There are also indications from dissenting commissioners that portions of the FCC Order, specifically the expansive definition of autodialer, could be overturned given that the focus on “capacity” arguably contradicts the plain language of the statute. For example, Commissioner Michael O’Rielly observed that, with regard to focus on capacity, the concern seems to be that companies would claim that a particular piece of equipment is not being used as an autodialer and then secretly activate the autodialer functionality. Commissioner O’Rielly explained that “[i]f a company can provide evidence that the equipment was not functioning as an autodialer at the time a call was made, then that should end the matter.” Commissioner Ajit Pai stated in his dissent from the Order that the FCC’s interpretation of the autodialer definition “transforms the TCPA from a statutory rifle-shot targeting specific companies that market their services through automated random or sequential dialing into an unpredictable shotgun blast covering virtually all communications devices.” A number of courts have also recognized the possibility that the 2015 Order may be struck down. See Fontes v. Time Warner Cable Inc., 2015 WL 9272790, at *4 (C.D. Cal. Dec. 17, 2015) (“[I]n light of the close divide amongst the FCC commissioners and the fact that at least one commissioner believes the FCC’s ruling is ‘flatly inconsistent with the TCPA,’ there is a legitimate possibility that the Court of Appeals may overturn that ruling.”).
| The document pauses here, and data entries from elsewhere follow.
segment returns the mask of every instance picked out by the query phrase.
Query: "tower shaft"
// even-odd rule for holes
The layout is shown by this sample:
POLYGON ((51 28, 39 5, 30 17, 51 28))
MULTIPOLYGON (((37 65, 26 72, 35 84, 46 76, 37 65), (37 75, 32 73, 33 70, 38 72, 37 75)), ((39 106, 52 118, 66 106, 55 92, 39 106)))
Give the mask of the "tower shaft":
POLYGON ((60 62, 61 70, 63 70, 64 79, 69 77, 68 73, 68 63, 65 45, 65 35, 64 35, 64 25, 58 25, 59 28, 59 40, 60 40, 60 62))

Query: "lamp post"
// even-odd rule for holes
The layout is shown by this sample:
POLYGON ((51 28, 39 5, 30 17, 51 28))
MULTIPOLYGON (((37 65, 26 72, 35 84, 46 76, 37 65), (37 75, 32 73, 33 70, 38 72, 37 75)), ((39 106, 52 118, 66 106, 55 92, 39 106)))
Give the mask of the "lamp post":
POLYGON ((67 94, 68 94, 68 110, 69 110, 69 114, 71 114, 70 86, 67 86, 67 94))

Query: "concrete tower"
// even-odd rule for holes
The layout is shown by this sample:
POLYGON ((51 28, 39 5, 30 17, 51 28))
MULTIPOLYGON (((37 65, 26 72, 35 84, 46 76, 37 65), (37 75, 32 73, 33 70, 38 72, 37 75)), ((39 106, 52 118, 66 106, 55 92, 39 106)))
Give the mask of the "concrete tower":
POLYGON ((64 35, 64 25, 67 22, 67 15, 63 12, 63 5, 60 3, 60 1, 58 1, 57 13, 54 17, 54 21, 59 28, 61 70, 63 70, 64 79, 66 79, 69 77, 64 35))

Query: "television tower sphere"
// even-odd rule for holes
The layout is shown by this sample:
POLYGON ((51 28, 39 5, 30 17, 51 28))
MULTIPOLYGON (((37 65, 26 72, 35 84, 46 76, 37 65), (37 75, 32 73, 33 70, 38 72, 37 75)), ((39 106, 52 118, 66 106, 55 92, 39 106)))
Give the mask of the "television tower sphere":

Oral argument is scheduled for October 19, 2016, and the ruling will have a significant impact on the TCPA rules going forward. Businesses, legal practitioners, and others interested in the TCPA hope the ruling will clarify the confusion that has followed the FCC’s order. It remains to be seen whether that means a return to previous interpretations of the statute or an increased compliance burden for parties affected by the TCPA.